Anémie liée à de plus mauvaises chances de survie après un AVC
L'anémie a été associée à un risque accru de 50% de décès. Des médicaments antiplaquettaires ou anticoagulants sont utilisés pour empêcher la formation de caillots. Des taux d'hémoglobine élevés et faibles sont associés à de plus mauvais résultats d'AVC
Selon une étude, certains adultes âgés atteints d'anémie peuvent avoir des problèmes de santé, bien que la raison et le bon traitement ne soient toujours pas clairs.
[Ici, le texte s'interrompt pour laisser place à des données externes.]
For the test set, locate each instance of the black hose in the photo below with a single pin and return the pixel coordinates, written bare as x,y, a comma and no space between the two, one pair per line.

L'anémie est fréquente chez les adultes plus âgés et a diverses causes, y compris un manque de globules rouges ou de faibles niveaux d'hémoglobine, les protéines dans les globules rouges qui transportent l'oxygène dans tout le corps.
Lorsque les chercheurs ont analysé des données sur près de 30 000 patients victimes d'AVC, ils ont trouvé une anémie associée à presque deux fois le risque de mourir la première année après un AVC ischémique - le type le plus courant résultant d'une obstruction des vaisseaux sanguins.
Dans la première année après un AVC hémorragique, le type le plus rare qui se produit lorsqu'un vaisseau sanguin dans le cerveau éclate, l'anémie était associée à un risque de mourir de 50 pour cent plus élevé. "L'anémie peut affecter la capacité de transport d'oxygène du sang et peut causer des tissus n'ayant pas assez d'oxygène", a déclaré le Dr Phyo Myint de l'Université d'Aberdeen en Écosse. «Nous pourrions être en mesure de réduire le risque élevé de mortalité après un AVC en identifiant et en gérant de manière appropriée l'anémie chez les patients victimes d'AVC», a ajouté M. Myint par courriel.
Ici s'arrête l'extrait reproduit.